Why not tell them to come to the table and better their networks, with your guidance if you know whats needed?
Why onboard an FNO if it totally wrecks your network policies and design? You're big enough to say "Hey if you cant build your network right we are likely to rethink connecting with you".
You're meant to advocate for your clients, and if you cant meet your promises to your clients based on the FNO, the buck essentially would stop with you when it breaks (Which I am sure you experienced already, maybe)
 
Forgive my lack of knowledge or experience on PON, but do the ISPs get the ONT serial number, or is that an FNO only thing (OLT to ethernet and FNO drops that detail in transit to ISP)?

I'm sure that DHCP scales easily and well -- easy and proven, even quite powerful. Also, that means the ASIC/network acceleration can work on the fairly low power routers to achieve the gigabit+ forwarding speeds. The support team may even have an easier time instead of having to walk customers through initial setups or factory resetting routers and having the myriad of interfaces to figure out.

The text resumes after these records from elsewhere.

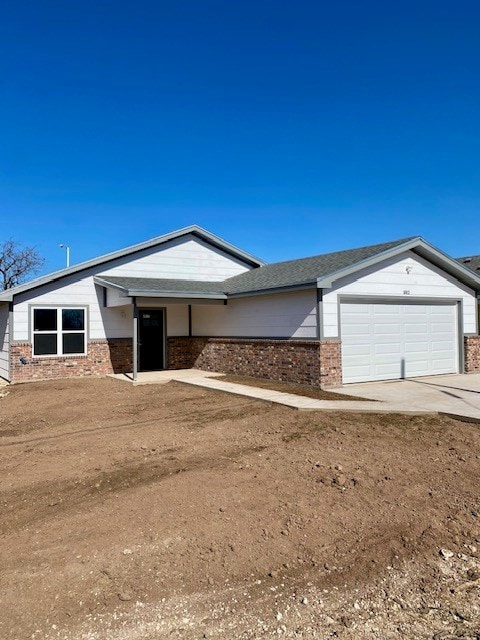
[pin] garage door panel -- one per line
(416, 327)
(359, 350)
(387, 328)
(416, 347)
(382, 310)
(387, 349)
(389, 341)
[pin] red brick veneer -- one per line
(103, 357)
(313, 362)
(472, 353)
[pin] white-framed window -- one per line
(59, 331)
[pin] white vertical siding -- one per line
(4, 342)
(187, 258)
(285, 315)
(391, 279)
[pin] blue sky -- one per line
(288, 128)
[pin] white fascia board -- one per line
(195, 230)
(464, 274)
(143, 293)
(109, 285)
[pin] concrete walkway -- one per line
(457, 395)
(207, 380)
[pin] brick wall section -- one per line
(472, 354)
(103, 357)
(297, 361)
(330, 363)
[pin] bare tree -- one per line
(16, 263)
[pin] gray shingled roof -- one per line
(472, 262)
(303, 270)
(292, 273)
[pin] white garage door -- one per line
(387, 341)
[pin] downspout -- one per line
(135, 339)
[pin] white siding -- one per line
(177, 315)
(4, 342)
(104, 322)
(115, 298)
(186, 258)
(390, 278)
(286, 315)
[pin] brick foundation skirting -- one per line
(103, 357)
(312, 362)
(472, 354)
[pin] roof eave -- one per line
(285, 289)
(464, 274)
(195, 230)
(194, 295)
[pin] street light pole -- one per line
(67, 248)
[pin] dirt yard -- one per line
(140, 513)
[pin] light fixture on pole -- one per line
(67, 249)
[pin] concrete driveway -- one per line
(454, 394)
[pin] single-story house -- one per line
(190, 299)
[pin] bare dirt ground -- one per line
(137, 513)
(286, 387)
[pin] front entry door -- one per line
(151, 339)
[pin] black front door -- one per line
(151, 339)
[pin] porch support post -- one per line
(318, 309)
(135, 339)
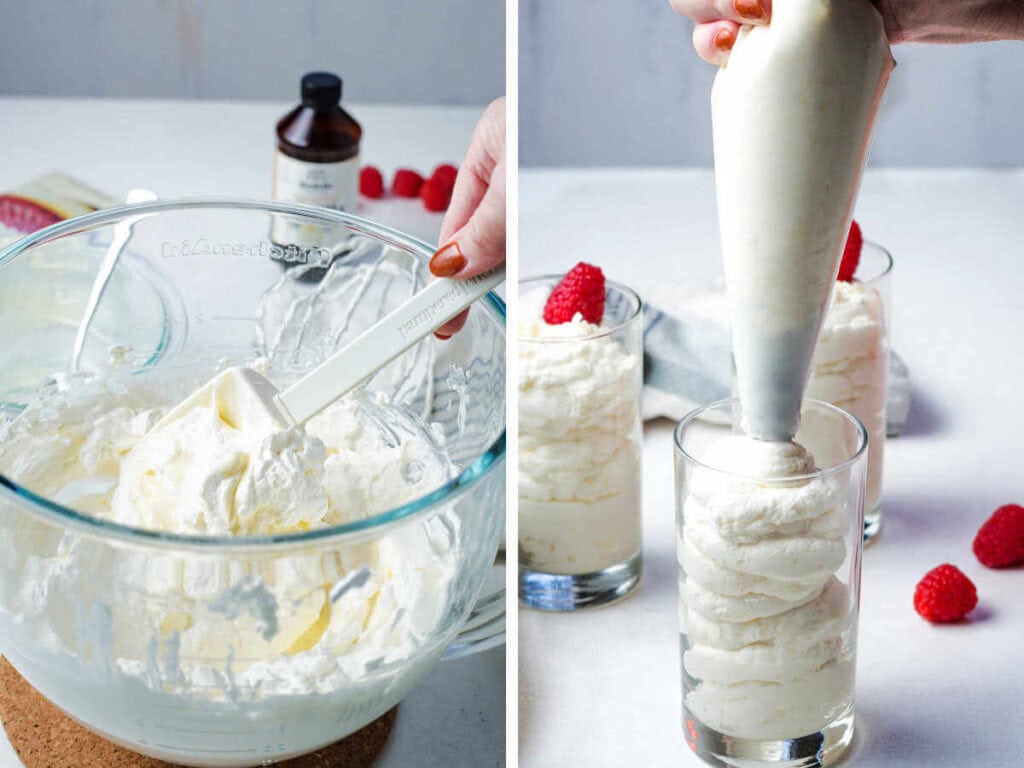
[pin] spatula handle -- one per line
(433, 306)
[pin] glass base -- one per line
(872, 522)
(572, 592)
(821, 749)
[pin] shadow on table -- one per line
(925, 417)
(899, 736)
(909, 520)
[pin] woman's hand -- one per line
(473, 230)
(718, 22)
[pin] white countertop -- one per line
(178, 148)
(602, 688)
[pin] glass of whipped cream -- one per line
(580, 445)
(850, 368)
(211, 598)
(769, 545)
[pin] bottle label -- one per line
(329, 184)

I still get hung up on the captive portal authentication I've seen ISPs use: PPPoE is set and forget or go find the details in the password manager or email from years ago. The moment the ISP can ask to confirm the ONT serial, click, click, 1 minute later DHCP request gets DHCP offer and data just flows without intervention, I'll be happy.

Once the serial of the fibre ONT is the authentication method instead of a captive portal, I wouldn't mind DHCP much. The biggest struggle would be replacing the ONT for whatever reason, and calling[/logging client portal ticket] the ISP to say new serial number.

Hi

We don't use captive portals. We do sometimes use the MAC of the customer router to configure a static IP.

We rely on the FNO to configure DHCP Option82 correctly, which gives us the line-id.

The ISP can get the ONT serial, but we don't use it that often - more of an admin thing - reconnect and migration process.